Стар вспыхнул, – в эту минуту он ненавидел Рода больше, чем свою жизнь, – и круто повернул руль. Через несколько секунд, в полном молчании путешественников, лодка шмыгнула носом в колыхающуюся массу прибрежных водорослей и остановилась. Стар спрыгнул на песок.
– Эли, – с тупым изумлением сказал огорченный Род, – куда ты? И где ты будешь?
– Все равно. – Стар тихонько покачивал ружье, висевшее на плече. – Это ничего; дай мне побродить и успокоиться. Я вернусь.
– Постой же, консерв из грусти! – закричал Род, кладя весло. – Солнце идет к закату. Если ты окочуришься, что будет с яхтой?
– Яхта моя, – смеясь, возразил Эли. – А я – свой. Что можешь ты возразить мне, бородатый пачкун?
Он быстро вскарабкался на обрыв берега и исчез. Род изумленно прищурился, подняв одну бровь, другую, криво усмехнулся и выругался.
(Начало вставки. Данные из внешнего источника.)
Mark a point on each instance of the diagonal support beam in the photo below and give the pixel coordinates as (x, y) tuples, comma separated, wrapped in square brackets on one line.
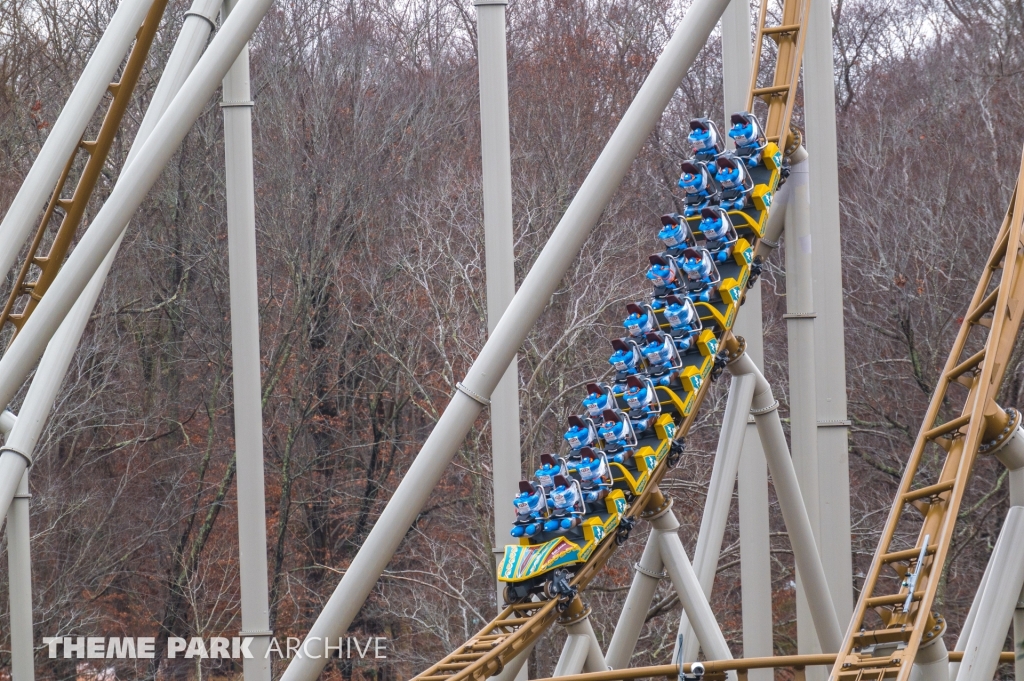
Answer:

– Эли, – солидно, увещевательным тоном заговорил он, встревоженный и уже решившийся идти по следам друга, – мы, слава богу, таскаемся три года вместе на твоей проклятой скорлупе, и я достаточно изучил ваши причуды, сударь, но такой подлости не было никогда! Отчего это у меня душа болела только раз в жизни, когда я проиграл карамбольный матч косоглазому молодцу в Нагасаки?